Era lo que faltaba. Si Freud había removido el interior de la “máquina individual”, y Kafka, el interior de la “máquina social”, Le Carré mostró la “anatomía de la máquina”, simbolizada en “…el enfermizo fenómeno de la conspiración y el tema de la omnipresente esterilidad política (…) Orwell lo anotó: ciertos autores de libros de éxito escriben para el héroe que hay en cada lector; otros, como yo, para la víctima que habita en esos lectores”.

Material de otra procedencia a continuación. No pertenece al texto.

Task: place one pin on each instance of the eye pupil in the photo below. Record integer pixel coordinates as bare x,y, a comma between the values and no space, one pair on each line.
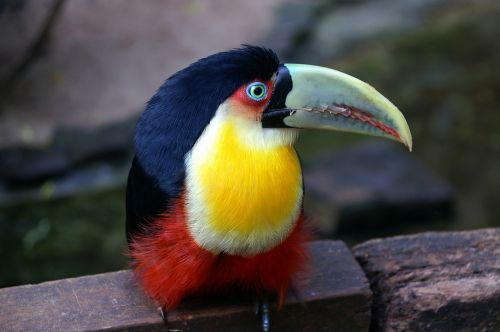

Le Carré se ganó la admiración y el respeto de espías, políticos, académicos, críticos literarios, hombres y mujeres de Estado y, sobre todo, de millones de lectores que, junto con los espías que en otras épocas se jugaban por ideales, acabaron haciéndolo por dinero. Le Carré no se equivocó al decir que “bajo la superficie de la existencia, hay un abismo”. Y tampoco cuando calificó el exclusivo colegio de Eton (donde fue profesor), de “…monumento erigido a la gloria de la indestructibilidad del sistema de clases sociales en Gran Bretaña”.
En ambos bandos, los espías de Le Carré se empeñaron en buscar una verdad que no existe. Y tras la caída del muro, los del “otro bando” observaron, estupefactos, que los hijos de la heroica batalla de Stalingrado se formaban en grises filas de ciudadanos, esperando gastar el sueldo de una semana en una hamburguesa de McDonalds.